Augustus daughter Julia the Elder's first marriage was to Marcus Vipsanius Agrippa; their daughter Julia the Younger married Lucius Aemilius Paullus; their youngest child was Junia Lepida married to Gaius Cassius Longinus (consul AD 30). Junia and Gaius granddaughter Domitia Longina married twice: 1) Lucius Aelius Lamia Plautius Aelianus and 2) Emperor Domitian of the Flavian dynasty. Issue from Domitia Longina first marriage was Lucius Fundanius Lamia Aelianus and Plautia, their children married into the Antonine dynasty.

===Antonia Major's generation===
Octavianus, becoming Augustus the first Roman emperor, married Scribonia who gave him a daughter (Julia the Elder). His last marriage was with Livia, a Claudia who had been married to a Claudius. Their son Tiberius, by birth a Claudius, was later adopted by Augustus, thus, like his stepfather Augustus, becoming one of the Julii Caesares by adoption.

===Antonia Minor's generation===
Antonia Minor's husband Nero Claudius Drusus, a.k.a. Drusus the Elder, was a Claudian like his brother emperor Tiberius: they were the sons of Tiberius Claudius Nero, the praetor of 42 BC.

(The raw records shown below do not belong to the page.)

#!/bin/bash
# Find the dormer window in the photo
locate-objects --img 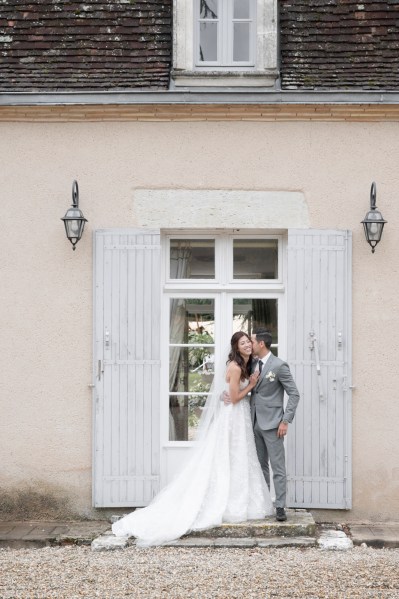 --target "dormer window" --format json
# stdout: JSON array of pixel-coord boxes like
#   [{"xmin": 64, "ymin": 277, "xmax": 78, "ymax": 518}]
[
  {"xmin": 194, "ymin": 0, "xmax": 256, "ymax": 67},
  {"xmin": 171, "ymin": 0, "xmax": 278, "ymax": 88}
]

===Agrippina the Elder's generation===
Without son, Augustus had adopted his grandsons (by his only daughter Julia) Gaius, Lucius and Postumus, and his stepson Tiberius, in order to ensure an heir and successor. Around the time of his death only Tiberius remained and he became the next emperor. Tiberius, a Claudius by birth had become one of the Julii Caesares by adoption: from this moment this first dynasty of Roman emperors was both Julian and Claudian. The further emperors of this dynasty had both Julian and Claudian ancestors.

===Agrippina the Younger's generation===
Caligula was the last emperor adopted into the family of the Julii Caesares. He was a Claudius by descendance, although he had Julii Caesares among his ancestors, from both his mother's and his father's side.

Most marriages remained childless and many potential successors in the dynasty were eliminated after rampant accusations.

Claudius, the fourth emperor of the Julio-Claudian dynasty, was a brother to Caligula's father Germanicus. He belonged to the gens Claudia with, from his mother's side, Julian ancestors.

===Poppaea Sabina's generation===
Nero, the last emperor of the dynasty, was by birth a Domitius with as well Julian ancestors (from both his mother's as his father's side), as Claudian (from his mother's side). He became a Claudian himself, by adoption by his stepfather emperor Claudius, a brother to his grandfather from his mother's side, or, from his father's side, a son of his grandmother's sister.